GoDaddy, a web host I use for several sites, won’t let existing IIS6 accounts be upgraded to IIS7 without having to cancel your hosting account and recreating it. I emailed them about the problem, and their response was that this is a setting that needs to be set at account setup. Unfortunately, I setup my account quite a while ago, before IIS7 was around. They don’t have a clear upgrade path for their existing customers, which is quite baffling to me. It seems like they are providing incentive for their oldest customer base to leave towards more technically oriented hosting providers. I just wrote an ASP.NET MVC app, which pretty much requires IIS7 in a medium trust environment. Little did I know until it’s too late, that I can’t deploy it and have the url routing work on my hosting account.

Cancelling a hosting account and recreating it is a big deal. To start with, I just moved an existing domain to this particular hosting account, and ICANN won’t let you move it again for two months. Then, there’s having to back up all your files, all your data, all your stored procedures and everything else. Upgrading my web.config is going to be pain enough without all this other hassle to deal with. Seriously, if they don’t fix this, when I cancel my account, I won’t be opening a new one up. That’s far too heavy a price to pay over and over again as they keep screwing their existing customers like this.

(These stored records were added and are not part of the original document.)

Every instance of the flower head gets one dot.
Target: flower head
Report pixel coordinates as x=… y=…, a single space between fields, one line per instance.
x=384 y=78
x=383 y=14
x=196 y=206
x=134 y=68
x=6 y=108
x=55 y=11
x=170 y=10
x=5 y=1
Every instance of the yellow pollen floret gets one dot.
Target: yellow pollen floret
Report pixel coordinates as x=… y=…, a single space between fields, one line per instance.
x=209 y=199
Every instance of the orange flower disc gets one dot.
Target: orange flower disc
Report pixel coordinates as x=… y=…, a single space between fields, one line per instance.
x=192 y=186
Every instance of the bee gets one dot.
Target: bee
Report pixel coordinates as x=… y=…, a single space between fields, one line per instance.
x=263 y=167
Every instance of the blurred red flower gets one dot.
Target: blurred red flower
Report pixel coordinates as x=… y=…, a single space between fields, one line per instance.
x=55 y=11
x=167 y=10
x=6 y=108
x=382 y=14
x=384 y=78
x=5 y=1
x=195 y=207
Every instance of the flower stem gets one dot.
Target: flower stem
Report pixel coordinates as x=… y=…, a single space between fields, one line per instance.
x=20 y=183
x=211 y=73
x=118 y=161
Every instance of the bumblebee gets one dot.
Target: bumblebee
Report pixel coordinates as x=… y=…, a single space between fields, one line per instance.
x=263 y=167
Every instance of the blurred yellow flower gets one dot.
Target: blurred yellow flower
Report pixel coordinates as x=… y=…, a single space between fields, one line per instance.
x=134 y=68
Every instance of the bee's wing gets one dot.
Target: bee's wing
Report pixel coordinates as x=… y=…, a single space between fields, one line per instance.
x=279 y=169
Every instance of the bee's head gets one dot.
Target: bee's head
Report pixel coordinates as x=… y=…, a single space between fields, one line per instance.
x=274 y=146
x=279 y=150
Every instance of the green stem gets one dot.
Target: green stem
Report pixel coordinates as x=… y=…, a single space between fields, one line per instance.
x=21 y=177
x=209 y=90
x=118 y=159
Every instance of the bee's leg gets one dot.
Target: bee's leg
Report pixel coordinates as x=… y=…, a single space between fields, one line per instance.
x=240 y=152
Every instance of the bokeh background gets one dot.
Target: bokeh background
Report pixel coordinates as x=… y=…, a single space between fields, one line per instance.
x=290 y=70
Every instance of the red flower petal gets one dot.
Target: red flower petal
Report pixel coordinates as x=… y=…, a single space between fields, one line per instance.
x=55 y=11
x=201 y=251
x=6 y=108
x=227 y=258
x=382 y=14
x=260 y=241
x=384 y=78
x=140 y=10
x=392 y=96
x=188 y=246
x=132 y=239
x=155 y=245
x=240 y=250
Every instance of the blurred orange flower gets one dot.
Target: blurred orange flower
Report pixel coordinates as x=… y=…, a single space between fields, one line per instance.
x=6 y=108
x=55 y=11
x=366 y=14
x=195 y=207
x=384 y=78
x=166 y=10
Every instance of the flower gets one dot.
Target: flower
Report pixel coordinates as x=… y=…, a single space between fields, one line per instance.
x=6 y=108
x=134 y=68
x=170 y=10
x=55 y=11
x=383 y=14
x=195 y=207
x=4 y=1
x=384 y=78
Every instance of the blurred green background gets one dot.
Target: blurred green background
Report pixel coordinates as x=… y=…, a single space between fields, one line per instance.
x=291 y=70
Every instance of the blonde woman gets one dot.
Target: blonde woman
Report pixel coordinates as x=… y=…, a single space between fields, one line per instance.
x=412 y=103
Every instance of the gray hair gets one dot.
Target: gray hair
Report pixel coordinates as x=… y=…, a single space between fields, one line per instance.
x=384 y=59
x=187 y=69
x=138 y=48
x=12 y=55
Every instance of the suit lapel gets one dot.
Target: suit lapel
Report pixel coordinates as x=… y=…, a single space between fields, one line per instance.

On top of all this, GoDaddy is a middle-of-the-road hosting provider. Their hosting and domain management tools are slow and lack a cohesive nature – each toolset is essentially it’s own isolated app that doesn’t share logged in sessions, so you have to re-login all the time. They’ve got tools strewn all over the place and their website is way too busy. To top it all off, their documentation is mostly nonexistant.

The only really nice things that GoDaddy has going for it are their hosted app setup (they can manage a WordPress install, for example), and they have low rates. Either way, definitely something to think about. It’s pretty funny, too, that I’m using GoDaddy hosting to complain about GoDaddy hosting, yay!